Era tarde da madrugada. Caía um pequeno chuvisco sobre o asfalto da movimentada avenida. Observava os carros, solitários, passarem, um a um. As poças d'água refletiam os anúncios em neon. Sentindo e tateando a brisa gelada da madrugada, enquanto todos dormiam e eu infelizmente não, escutei quase como um grito: "bem te vi". O pássaro berrava a plenos pulmões. Escondido entre a penumbra e o farfalhar das folhas da velha castanholeira, gritava e se anunciava como quisesse que eu me levantasse da rede e fosse conversar com ele, entre os momentos (meus e seus) de vazios silenciados.


A noite, razoavelmente fria, enchia-me de idéias. Bem-te-vi, bem-te-vi... Tu cantas, não sei se por alegria ou tristeza, se de sábio ou se de importuno (quem sabe?). Teu último grito não sei se de cansaço ou decepção. Foste embora, mas teu canto insone ainda me encanta... Pobre bem-te-vi, se vieste para pedir-me um verso, perdoa-me, que não sou mais poeta..

16 janeiro 2010

Entre a Madrugada e a Loucura

Era tarde da madrugada. Tudo parecia distorcido e eu mal reconhecia as pessoas que estavam ao meu lado. Notei rostos preocupados, principalmente o de uma bela jovem de cabelos longos e dourados. Senti fortes dores de cabeça e notei meu corpo desabando no chão. Quando acordei, não estava no mesmo lugar, estava em um hospital. Todos me olhavam fixamente, como se eu fosse um louco. Perguntei a uma enfermeira porque eu estava ali. Ela continuou calada e jogou meus remédios e deu-me um copo com água. Finalmente um médico entrou no quarto. Estava com uma prancheta em mão e começou a fazer perguntas estranhas e ele falou rispidamente que eu tentei cometer suicídio. Este médico está louco... Vi apenas um rosto belo, mas muito chateado. Saí. O dia estava lindo. O vento, várias vezes viu, durante a madrugada, os suicidas entrarem em ação. Um ato feio e triste. Muito triste.


Levantou cedo e percebeu que todos os amigos afastaram-se. O seu quarto, cheio de madrugada, exibia as estantes, com as coleções completas de Pedro Salgueiro, Moreira Campos, Airton Monte, Rubem Fonseca e Augusto dos Anjos. Há tempos que não lia.
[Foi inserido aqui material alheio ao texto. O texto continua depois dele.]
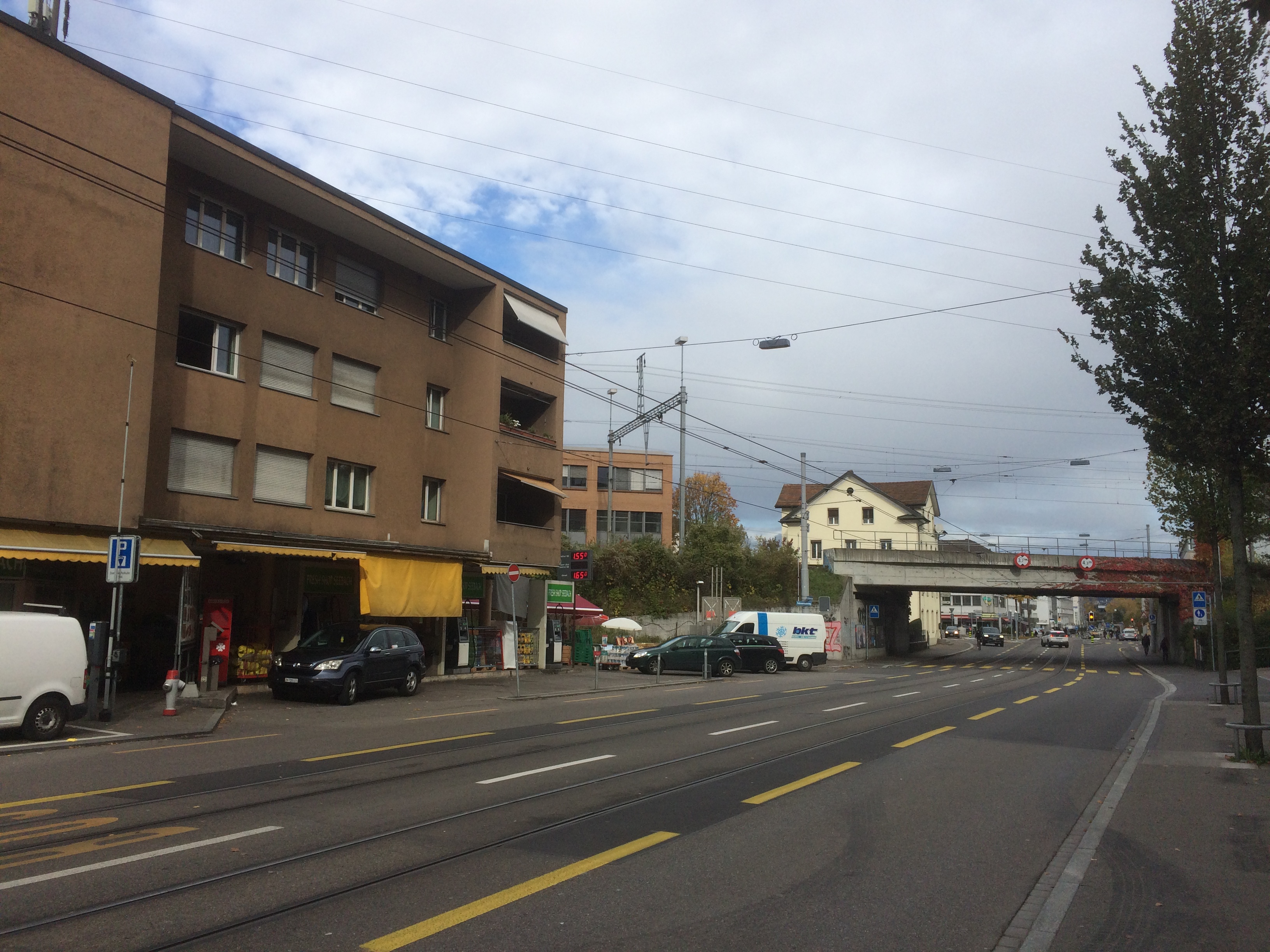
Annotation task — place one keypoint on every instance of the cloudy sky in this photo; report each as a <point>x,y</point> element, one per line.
<point>730,172</point>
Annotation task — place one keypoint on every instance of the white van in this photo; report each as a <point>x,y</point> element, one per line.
<point>44,673</point>
<point>802,636</point>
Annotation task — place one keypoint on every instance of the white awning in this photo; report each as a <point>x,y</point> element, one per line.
<point>537,318</point>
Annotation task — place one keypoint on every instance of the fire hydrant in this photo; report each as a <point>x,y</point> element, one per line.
<point>173,687</point>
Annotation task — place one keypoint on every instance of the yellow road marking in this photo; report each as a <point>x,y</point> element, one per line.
<point>798,785</point>
<point>923,737</point>
<point>86,794</point>
<point>428,718</point>
<point>624,714</point>
<point>50,830</point>
<point>115,840</point>
<point>719,701</point>
<point>396,747</point>
<point>455,917</point>
<point>192,744</point>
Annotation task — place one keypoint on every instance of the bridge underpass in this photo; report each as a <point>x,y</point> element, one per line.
<point>888,578</point>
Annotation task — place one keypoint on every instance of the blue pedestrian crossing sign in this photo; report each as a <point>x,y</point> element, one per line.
<point>122,559</point>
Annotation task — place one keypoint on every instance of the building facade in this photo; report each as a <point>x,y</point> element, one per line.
<point>331,415</point>
<point>643,495</point>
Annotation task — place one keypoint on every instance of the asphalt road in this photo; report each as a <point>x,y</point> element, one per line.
<point>888,808</point>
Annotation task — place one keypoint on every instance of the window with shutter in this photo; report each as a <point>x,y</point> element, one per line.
<point>201,464</point>
<point>352,384</point>
<point>281,476</point>
<point>288,366</point>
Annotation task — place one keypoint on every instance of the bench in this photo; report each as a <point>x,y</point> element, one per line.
<point>1217,691</point>
<point>1247,729</point>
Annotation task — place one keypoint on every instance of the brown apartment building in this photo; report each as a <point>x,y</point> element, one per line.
<point>332,414</point>
<point>643,495</point>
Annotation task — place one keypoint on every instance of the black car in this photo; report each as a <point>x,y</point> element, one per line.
<point>760,653</point>
<point>345,659</point>
<point>689,654</point>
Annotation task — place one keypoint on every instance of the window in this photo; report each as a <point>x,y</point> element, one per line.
<point>352,384</point>
<point>214,228</point>
<point>348,486</point>
<point>207,345</point>
<point>357,285</point>
<point>436,417</point>
<point>440,322</point>
<point>286,366</point>
<point>201,464</point>
<point>431,509</point>
<point>291,259</point>
<point>281,476</point>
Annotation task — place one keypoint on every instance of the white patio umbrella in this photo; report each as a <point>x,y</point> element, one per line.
<point>623,625</point>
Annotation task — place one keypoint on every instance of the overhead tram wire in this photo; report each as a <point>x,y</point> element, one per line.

Passou a mão levemente sobre os livros e olhou para uma pasta em que continha seus rascunhos. Estava tentando escrever um livro, mas não conseguia. Estava angustiado demais para continuar seus projetos. Suas desilusões caíam sobre sua alma, rasgando-a e machucando-a profundamente. A noite era absoluta quando se sentou na cama. Olhava para uma foto, onde ele estava abraçado com a mesma moça bela de olhos verdes e cabelos dourados. Com as mãos trêmulas pegou o retrato e o queimou. Sua alma era uma colméia: por mais calma que pareça, há um turbilhão interno. Sentiu vontade de morrer. Chegou perto da janela e olhou para a rua. Recuou. Sentiu apenas o cheiro do ar e viu as lindas estrelas. Caiu inconsciente. Acordou no hospital com o mesmo olhar recriminador da enfermeira. Mas não tinha consciência do que havia acontecido. O medico falou, rispidamente, a palavra suicídio.

Sentiu-se bem, desta vez. Achava-se apenas um pouco cansado. Não se lembrava do que tinha acontecido. A moça acenava para ele e o chamava. Curioso, acompanhou a moça durante horas, que apenas sorria. Ébrio, continuava a segui-la. Escurecera. Seu corpo, suado e dolorido, estancou e a jovem sorriu. Apenas sorria. Num breu a moça pulou em um pequeno abismo. Pulou. A pancada na cabeça o deixou desmaiado. Suicídio... O jovem acordou e viu um corpo no chão. Decidiu virá-lo, para ver se o reconhecia. Era madrugada. Gritou. Era o seu corpo. Uma delicada mão fria encostou-se ao seu ombro. Ainda tremulo, perguntou que era. Uma voz feminina e melodiosa respondeu: “Loucura”. A madrugada riu e a jovem de olhos verdes e cabelos dourados continuava a falar: “Loucura... Loucura... Loucura...”.

Respirou fundo. Fechou a pasta e ficou olhando a rua ser banhada pela chuva noturna. E assim vivia: entre a boca da madrugada e a loucura.